Is the Kolmogorov complexity of any string equally low?
I'm learning just now about this topic so this might be the most naive of the questions.
So, if I understand it correctly, the string:
ababababababababababababababababababababababababab
has a very low Kolmogorov complexity because you can make a lossless compression with an algorithm as short as "repeat ab 25 times".
While the string:
fgiihghbhjaejegabgfdeggiaejiigchcdchjbhigaifhiedid
is as random as it can get. Without any major recognizable pattern there is no clear algorithmic compression that would reduce our estimate of its Kolmogorov complexity.
But surprisingly there's a program that generates this string losslessly: "take 50 digits of Pi starting from the 1751th decimal and convert them to letters with A = 0, B = 1,..."
Okay, maybe in this case this was not a good compression (it seems to be longer than the string itself) but we can see how this would work for huge random strings. There's possibly always a way to find that string hidden in the decimal expansion of Pi and thus the Kolmogorov complexity of any string is at least as low as the program that generates the decimals of Pi.
This means that the Kolmogorov complexity of Dante's Divine Commedy, or the Kolmogorov complexity of a picture of planet Mars, or any neural network is basically the same. Since all that information is possibly hidden inside of Pi somewhere and thus we only need to make a program that references the decimal position where it should start reading, and bum, you have a compressed program that generates all the information.
Is this reasoning correct? If so, then why is Kolmogorov complexity a useful metric? Everything could have the same complexity or at least the same upper bound for it, which would be low and essentially the same for any piece of information by using this approach.

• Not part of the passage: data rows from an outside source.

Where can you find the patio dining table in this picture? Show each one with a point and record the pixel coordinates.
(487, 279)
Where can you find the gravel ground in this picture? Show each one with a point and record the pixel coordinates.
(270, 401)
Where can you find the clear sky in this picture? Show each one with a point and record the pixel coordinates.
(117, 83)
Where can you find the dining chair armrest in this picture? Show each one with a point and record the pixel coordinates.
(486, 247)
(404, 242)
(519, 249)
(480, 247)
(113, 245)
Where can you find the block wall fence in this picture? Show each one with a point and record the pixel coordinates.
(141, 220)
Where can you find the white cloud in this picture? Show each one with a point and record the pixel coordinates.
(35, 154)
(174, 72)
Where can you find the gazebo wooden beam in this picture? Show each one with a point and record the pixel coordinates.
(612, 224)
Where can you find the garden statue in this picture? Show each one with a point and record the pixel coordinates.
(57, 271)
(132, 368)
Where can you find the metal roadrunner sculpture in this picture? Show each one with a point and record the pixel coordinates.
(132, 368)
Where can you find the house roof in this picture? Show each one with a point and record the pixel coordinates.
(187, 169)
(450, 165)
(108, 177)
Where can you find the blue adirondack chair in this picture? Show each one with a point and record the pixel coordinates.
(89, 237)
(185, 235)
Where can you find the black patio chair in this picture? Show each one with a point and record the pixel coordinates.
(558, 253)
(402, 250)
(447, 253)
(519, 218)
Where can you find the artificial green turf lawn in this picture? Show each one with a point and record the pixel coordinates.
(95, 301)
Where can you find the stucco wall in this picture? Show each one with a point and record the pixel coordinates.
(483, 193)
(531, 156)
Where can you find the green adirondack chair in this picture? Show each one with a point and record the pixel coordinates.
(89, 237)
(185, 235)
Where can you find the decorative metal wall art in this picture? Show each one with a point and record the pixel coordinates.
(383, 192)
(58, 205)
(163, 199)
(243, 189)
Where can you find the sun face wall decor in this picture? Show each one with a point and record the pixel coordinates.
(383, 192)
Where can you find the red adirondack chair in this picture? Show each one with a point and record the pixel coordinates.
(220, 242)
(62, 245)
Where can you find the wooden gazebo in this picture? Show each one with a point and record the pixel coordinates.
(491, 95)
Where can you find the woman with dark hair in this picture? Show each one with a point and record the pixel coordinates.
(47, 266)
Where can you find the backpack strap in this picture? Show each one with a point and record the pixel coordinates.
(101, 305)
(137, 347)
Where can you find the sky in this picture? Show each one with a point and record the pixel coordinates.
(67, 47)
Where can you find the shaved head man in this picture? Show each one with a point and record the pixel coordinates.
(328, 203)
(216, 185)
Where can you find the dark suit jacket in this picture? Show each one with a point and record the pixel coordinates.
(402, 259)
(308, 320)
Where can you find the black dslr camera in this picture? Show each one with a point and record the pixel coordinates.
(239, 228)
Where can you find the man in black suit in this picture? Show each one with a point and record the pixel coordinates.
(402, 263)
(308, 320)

By the way I used this approach not because I consider Pi to be some esoteric number with special properties. I could have done the same reasoning with the square root of 5 or a 1D cellular automata like rule 30, for example. The important thing is that essentially random strings of any length can be generated deterministically with simple processes like these ("reading decimals", iterating the cellular automata).
I'm also aware that Pi might not be a normal number, meaning that even if digits never repeat and their frequency distribution is uniform it might not be true that any possible sequence is contained within Pi (maybe it avoids the sequence 38726 for some reason). But I'm assuming Pi is a normal number because this is the general belief among mathematicians even if it is still unproven. Anyways my case is not dependent on this particular issue, I could have used a proven normal number instead as an example.
Solution 1:
In fact, let's go even more general. Let $s$ be an infinite sequence of bits such that for all finite sequences $k$ of bits, $k$ occurs as a contiguous subsequence of $s$.
So we could specify any bit-string $k$ by giving a pair of indices $(i, j)$ where $i \leq j$. We would be specifying the string $s_i, \ldots, s_{j - 1}$.
However, the problem is that it might take more bits to write the pair of indices $(i, j)$ than it takes to just write out the string $k$ itself. In fact, it might take a lot more bits to specify it.
No matter what encoding scheme you specify, there will always be, for all $n$, some string of $\leq n$ bits which requires $\geq n$ bits to encode. This follows inexorably from the pidgeonhole principle.
Solution 2:
Mark's answer above is fantastic. For a fun practical demonstration of this principle, consider Borges' universal library, as realized in code.
The library "contains" all conceivable novels, but their addresses (realized here by the URLs) are almost always longer than the texts themselves.